Drumbl addresses the complexities of such a change, including the increased administrative costs and difficulties in calculating the credit accurately from year-to-year. In particular, she is concerned about situations where the EITC is awarded by mistake, or in the wrong amount, only to become a tax debt that will be collected in subsequent years.
In addition to instituting periodic payments, Drumbl makes several other recommendations for ways Congress could better structure the EITC, including decoupling EITC delivery from the tax return filing process. She argues that calculating the credit after a return is filed, and delivering it separately from the tax refund, would have a number of potential benefits and may help curtail incidents of noncompliance or return preparer fraud.
“We need solutions that protect EITC recipients, but also protect our treasury,” said Drumbl.
Praise for the Book
“From the unique lens of a tax justice warrior working on the frontlines fighting poverty, Michelle Lyon Drumbl details the troubled history of US refundable tax credits and compares similar international programs to reimagine relief for America’s vulnerable working families. A must read for anyone engaged in critical rethinking of economic justice policies.”

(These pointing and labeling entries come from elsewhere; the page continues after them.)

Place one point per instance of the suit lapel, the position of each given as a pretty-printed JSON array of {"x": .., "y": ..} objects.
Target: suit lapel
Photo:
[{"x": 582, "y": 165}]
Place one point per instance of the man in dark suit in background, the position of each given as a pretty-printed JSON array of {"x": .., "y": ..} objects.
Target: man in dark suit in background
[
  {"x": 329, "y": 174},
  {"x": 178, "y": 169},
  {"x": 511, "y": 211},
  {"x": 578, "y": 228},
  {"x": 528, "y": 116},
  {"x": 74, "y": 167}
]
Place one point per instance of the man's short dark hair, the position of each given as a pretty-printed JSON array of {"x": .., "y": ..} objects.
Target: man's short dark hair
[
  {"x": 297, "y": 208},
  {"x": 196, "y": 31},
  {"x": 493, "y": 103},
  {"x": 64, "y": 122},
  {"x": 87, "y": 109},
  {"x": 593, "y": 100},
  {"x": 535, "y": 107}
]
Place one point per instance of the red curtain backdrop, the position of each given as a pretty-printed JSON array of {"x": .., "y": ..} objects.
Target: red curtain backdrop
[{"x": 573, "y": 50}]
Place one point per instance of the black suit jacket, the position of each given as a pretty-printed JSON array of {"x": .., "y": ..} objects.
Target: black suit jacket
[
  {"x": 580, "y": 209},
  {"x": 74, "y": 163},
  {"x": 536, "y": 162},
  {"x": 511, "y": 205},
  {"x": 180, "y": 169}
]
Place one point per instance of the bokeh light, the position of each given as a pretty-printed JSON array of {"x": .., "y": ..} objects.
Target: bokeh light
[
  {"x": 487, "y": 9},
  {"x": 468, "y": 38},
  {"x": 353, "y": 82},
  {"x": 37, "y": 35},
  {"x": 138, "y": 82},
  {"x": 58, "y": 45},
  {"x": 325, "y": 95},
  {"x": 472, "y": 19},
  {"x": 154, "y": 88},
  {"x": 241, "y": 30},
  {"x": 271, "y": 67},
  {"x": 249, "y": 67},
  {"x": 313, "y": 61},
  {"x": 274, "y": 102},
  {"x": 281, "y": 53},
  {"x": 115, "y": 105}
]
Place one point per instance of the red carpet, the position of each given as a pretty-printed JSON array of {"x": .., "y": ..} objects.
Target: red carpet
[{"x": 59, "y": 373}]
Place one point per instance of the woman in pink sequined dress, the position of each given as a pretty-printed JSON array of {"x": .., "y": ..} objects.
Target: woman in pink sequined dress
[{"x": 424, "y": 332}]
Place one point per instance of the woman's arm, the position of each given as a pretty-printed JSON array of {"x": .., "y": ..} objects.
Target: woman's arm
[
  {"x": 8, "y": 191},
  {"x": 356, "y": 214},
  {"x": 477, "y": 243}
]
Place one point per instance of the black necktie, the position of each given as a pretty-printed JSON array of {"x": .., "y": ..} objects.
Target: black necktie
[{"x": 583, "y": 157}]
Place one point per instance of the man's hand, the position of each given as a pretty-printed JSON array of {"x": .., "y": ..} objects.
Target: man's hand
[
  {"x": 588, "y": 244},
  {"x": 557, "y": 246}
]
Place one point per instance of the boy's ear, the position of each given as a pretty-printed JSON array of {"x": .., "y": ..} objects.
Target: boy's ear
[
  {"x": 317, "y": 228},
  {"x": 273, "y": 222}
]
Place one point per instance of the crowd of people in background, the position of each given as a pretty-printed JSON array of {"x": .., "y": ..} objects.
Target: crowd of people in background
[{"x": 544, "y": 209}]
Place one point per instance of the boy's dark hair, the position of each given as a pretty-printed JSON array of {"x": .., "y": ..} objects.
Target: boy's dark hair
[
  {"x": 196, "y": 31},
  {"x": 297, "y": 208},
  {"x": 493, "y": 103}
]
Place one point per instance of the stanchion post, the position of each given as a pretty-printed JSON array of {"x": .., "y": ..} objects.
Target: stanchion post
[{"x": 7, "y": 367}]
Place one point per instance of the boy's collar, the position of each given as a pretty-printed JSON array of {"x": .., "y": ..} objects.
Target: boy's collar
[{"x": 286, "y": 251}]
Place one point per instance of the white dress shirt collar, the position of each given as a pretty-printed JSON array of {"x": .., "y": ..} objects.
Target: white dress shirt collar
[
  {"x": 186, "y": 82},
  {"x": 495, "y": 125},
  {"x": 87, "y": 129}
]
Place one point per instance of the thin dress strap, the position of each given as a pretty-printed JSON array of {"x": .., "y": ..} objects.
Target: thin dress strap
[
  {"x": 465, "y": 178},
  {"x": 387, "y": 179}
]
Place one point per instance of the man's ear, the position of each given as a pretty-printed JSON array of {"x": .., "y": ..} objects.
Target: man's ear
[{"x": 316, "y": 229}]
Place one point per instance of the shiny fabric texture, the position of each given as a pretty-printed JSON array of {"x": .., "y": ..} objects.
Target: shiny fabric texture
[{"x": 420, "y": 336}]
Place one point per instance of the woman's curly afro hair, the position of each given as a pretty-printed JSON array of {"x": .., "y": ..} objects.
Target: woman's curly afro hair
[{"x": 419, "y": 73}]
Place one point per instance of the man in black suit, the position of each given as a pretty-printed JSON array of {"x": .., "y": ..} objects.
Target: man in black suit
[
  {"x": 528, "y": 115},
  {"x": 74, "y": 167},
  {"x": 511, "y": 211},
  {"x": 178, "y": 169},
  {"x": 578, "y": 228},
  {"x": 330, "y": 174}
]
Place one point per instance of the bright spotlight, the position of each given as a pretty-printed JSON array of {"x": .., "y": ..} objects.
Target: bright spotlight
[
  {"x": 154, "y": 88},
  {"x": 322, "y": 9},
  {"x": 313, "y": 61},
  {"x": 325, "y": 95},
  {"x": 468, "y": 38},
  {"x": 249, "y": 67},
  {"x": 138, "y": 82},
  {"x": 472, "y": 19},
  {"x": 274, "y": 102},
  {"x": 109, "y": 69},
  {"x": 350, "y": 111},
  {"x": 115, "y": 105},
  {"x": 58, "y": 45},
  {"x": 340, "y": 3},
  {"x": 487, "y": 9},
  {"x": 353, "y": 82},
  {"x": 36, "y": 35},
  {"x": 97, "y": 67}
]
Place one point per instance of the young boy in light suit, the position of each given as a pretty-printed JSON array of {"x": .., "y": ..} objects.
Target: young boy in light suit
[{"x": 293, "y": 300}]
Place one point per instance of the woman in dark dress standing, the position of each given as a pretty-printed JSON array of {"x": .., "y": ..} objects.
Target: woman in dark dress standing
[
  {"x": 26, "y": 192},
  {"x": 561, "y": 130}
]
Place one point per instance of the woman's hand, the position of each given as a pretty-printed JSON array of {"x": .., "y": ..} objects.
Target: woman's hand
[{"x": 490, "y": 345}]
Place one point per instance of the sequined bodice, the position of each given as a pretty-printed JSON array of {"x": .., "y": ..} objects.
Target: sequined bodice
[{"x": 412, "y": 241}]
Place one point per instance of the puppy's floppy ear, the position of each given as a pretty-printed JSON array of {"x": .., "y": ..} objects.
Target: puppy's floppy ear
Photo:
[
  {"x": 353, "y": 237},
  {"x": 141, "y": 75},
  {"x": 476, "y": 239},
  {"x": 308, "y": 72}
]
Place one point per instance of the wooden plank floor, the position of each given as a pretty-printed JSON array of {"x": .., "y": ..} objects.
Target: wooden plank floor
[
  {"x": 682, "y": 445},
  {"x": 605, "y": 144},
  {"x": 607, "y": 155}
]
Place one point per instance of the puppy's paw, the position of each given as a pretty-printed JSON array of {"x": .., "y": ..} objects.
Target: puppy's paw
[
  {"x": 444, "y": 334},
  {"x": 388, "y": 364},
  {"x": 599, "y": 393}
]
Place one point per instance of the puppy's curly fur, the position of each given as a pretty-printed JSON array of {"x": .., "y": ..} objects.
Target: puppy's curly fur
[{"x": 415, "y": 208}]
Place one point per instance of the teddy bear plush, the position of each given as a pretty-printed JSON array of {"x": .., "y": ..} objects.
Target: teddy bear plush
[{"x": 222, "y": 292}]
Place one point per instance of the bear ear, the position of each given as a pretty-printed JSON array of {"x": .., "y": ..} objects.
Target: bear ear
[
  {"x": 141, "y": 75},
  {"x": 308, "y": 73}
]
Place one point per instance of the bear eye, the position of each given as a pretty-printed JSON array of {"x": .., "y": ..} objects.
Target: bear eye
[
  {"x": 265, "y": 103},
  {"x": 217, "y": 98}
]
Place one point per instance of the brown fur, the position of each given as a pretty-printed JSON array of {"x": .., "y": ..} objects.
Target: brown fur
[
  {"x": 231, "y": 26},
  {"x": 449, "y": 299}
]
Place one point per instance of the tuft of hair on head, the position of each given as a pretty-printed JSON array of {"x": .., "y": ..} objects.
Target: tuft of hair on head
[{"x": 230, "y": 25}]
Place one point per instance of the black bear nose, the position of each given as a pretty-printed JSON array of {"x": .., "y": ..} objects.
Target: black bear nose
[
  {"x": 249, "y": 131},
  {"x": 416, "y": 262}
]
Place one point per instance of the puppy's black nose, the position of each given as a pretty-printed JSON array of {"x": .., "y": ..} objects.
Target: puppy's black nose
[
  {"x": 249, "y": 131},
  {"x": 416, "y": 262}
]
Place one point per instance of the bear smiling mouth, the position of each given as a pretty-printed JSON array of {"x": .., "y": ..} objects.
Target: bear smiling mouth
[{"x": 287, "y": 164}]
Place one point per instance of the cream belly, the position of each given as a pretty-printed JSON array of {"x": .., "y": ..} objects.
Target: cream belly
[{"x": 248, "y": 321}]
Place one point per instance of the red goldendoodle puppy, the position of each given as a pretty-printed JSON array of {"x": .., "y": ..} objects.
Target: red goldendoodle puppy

Francine J. Lipman – University of Nevada, Las Vegas
“Michelle Lyon Drumbl draws on a wide range of resources – including the history of the EITC, studies about its impact, the experience of other countries with similar programs, and her years representing taxpayers in EITC disputes with the IRS – in making a number of thoughtful proposals for improving the design and administration of the EITC. This book is a must-read for anyone interested in the future of federal antipoverty policy in the United States.”
Lawrence Zelenak – Duke University, North Carolina, and author of Learning to Love Form 1040: Two Cheers for the Return-Based Mass Income Tax
About Michelle Drumbl
Professor Drumbl’s scholarship focuses on the intersection of low-income taxpayers and fiscal policy, exploring such issues as filing status, innocent spouse relief, and return preparer fraud. Her articles have appeared in the Temple Law Review, Tax Notes, the Florida Tax Review, the Columbia Journal of Tax Law, the Pittsburgh Tax Review, and the eJournal of Tax Research. Her article examining the nature and nuance of earned income tax credit noncompliance, Beyond Polemics: Poverty, Taxes, and Noncompliance, was awarded the Cedric Sandford Medal for best paper at the 12th International Conference on Tax Administration in Sydney.

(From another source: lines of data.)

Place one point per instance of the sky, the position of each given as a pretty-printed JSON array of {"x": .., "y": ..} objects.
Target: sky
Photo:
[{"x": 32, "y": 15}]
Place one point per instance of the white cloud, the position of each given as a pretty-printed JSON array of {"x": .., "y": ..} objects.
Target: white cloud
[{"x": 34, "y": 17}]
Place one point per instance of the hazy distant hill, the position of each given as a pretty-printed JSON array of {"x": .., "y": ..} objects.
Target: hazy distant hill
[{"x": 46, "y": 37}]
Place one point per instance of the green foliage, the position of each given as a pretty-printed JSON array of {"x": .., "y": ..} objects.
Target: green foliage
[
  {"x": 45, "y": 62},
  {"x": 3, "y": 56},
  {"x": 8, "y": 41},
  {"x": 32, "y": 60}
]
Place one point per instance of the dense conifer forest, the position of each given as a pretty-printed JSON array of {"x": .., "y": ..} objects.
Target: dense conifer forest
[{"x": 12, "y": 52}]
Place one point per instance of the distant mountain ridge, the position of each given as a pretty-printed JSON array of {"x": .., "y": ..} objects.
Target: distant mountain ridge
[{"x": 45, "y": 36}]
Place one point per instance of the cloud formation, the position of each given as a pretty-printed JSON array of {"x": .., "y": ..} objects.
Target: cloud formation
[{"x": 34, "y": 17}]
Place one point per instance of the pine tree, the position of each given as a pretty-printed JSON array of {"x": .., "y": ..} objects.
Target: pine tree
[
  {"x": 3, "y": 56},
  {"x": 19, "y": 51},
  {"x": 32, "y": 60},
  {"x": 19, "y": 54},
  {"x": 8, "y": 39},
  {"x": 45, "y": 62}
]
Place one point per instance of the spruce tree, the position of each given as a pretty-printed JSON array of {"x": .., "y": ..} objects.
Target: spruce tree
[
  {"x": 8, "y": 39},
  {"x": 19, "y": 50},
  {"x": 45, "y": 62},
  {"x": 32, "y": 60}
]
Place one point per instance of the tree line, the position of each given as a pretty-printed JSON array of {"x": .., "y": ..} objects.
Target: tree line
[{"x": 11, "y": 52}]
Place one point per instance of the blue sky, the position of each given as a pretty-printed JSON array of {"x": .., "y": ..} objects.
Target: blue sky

As Director of the Tax Clinic, Professor Drumbl oversees students as they provide pro bono representation for low-income taxpayers who have post-filing controversies with the Internal Revenue Service and educate taxpayers about their tax rights and responsibilities. Under Professor Drumbl’s supervision, clinic students represent clients before the IRS in examinations, collections, appeals, and a variety of other matters. The Tax Clinic also represents clients in deficiency cases in U.S. Tax Court and tax refund litigation in Federal District Court. Since 2008, the Tax Clinic has been awarded more than $900,000 in federal funds from the Internal Revenue Service’s Low Income Taxpayer Clinic grant program.

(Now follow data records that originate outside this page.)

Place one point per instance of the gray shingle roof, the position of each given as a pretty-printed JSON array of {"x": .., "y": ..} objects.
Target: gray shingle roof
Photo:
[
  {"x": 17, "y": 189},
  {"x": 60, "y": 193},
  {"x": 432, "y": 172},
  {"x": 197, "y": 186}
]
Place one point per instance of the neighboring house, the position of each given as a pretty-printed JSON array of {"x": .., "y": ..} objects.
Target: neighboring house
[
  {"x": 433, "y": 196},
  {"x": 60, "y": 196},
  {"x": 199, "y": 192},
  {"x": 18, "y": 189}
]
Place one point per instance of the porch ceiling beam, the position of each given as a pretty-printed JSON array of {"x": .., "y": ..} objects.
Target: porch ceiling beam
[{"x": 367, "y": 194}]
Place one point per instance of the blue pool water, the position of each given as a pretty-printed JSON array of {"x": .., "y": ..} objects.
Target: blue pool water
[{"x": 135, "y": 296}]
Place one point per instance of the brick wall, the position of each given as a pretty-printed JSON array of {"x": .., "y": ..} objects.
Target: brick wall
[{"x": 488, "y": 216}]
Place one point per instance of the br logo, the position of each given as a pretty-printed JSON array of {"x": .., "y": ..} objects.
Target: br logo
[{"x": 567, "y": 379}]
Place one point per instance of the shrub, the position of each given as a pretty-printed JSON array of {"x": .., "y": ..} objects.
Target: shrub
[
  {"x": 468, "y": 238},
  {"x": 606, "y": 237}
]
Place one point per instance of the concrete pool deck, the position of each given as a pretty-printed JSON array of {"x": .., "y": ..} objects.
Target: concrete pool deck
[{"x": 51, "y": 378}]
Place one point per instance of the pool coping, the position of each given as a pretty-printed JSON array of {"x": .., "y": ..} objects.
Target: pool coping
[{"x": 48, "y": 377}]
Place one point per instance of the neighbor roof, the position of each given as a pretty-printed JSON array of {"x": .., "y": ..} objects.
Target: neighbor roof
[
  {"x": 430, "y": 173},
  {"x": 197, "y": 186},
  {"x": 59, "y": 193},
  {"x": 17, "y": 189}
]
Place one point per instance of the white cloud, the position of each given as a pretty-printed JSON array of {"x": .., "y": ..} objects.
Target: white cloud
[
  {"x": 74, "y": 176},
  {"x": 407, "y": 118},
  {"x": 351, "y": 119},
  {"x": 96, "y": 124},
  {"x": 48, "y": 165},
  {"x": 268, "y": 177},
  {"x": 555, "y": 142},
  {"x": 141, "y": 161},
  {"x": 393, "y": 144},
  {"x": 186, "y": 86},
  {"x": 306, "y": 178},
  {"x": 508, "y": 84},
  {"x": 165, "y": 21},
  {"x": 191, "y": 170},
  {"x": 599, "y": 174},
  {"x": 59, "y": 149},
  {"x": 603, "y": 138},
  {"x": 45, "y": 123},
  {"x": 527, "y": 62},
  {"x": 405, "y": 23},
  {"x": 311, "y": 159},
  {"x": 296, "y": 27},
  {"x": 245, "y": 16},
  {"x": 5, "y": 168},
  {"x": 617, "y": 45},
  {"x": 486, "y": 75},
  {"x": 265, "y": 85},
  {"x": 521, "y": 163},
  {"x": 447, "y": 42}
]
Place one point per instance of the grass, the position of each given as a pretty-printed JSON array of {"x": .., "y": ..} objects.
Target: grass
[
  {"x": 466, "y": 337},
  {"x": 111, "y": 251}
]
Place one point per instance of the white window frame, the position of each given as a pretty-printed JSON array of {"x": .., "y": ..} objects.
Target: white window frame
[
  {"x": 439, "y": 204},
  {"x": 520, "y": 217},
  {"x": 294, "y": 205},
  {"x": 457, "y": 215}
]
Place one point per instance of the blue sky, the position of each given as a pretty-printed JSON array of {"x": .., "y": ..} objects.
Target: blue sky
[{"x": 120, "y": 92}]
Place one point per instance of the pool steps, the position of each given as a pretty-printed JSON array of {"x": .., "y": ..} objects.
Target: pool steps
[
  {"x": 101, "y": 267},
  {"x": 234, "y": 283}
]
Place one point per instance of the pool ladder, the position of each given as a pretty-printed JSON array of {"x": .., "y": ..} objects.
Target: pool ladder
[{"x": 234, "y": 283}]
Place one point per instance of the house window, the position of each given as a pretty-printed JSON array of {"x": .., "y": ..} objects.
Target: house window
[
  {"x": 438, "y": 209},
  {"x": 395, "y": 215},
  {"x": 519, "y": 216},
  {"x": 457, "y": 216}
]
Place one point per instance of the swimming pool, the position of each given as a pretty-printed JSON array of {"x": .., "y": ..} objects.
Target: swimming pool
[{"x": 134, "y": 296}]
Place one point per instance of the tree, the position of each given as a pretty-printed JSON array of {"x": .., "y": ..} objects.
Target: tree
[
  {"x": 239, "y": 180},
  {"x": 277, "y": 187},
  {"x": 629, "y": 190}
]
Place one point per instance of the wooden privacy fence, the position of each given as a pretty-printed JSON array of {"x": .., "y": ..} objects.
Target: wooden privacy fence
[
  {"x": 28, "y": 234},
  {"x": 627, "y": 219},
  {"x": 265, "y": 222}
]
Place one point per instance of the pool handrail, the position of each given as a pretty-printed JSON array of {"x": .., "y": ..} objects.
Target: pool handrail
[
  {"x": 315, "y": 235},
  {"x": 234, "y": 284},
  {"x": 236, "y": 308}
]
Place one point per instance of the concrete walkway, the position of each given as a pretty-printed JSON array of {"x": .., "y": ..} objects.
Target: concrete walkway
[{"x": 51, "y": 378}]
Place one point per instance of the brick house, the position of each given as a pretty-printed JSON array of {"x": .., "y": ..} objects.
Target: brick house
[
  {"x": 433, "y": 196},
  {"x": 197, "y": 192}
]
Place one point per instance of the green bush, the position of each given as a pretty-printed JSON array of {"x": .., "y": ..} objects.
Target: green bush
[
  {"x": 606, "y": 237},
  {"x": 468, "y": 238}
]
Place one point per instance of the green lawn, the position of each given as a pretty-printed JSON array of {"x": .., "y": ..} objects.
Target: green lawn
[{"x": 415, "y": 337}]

Professor Drumbl received an LL.M. in Taxation from New York University, a J.D. with honors from George Washington University, and a B.A. in Political Science from Emory University. Prior to joining the faculty, Professor Drumbl was an attorney at the IRS Office of Chief Counsel, where her work focused on the legal interpretation of bilateral income tax treaties and other cross-border taxation issues for the U.S. government. Her prior private practice experience includes tax controversy work and tax planning. She is a member of the bar in Virginia and Arkansas.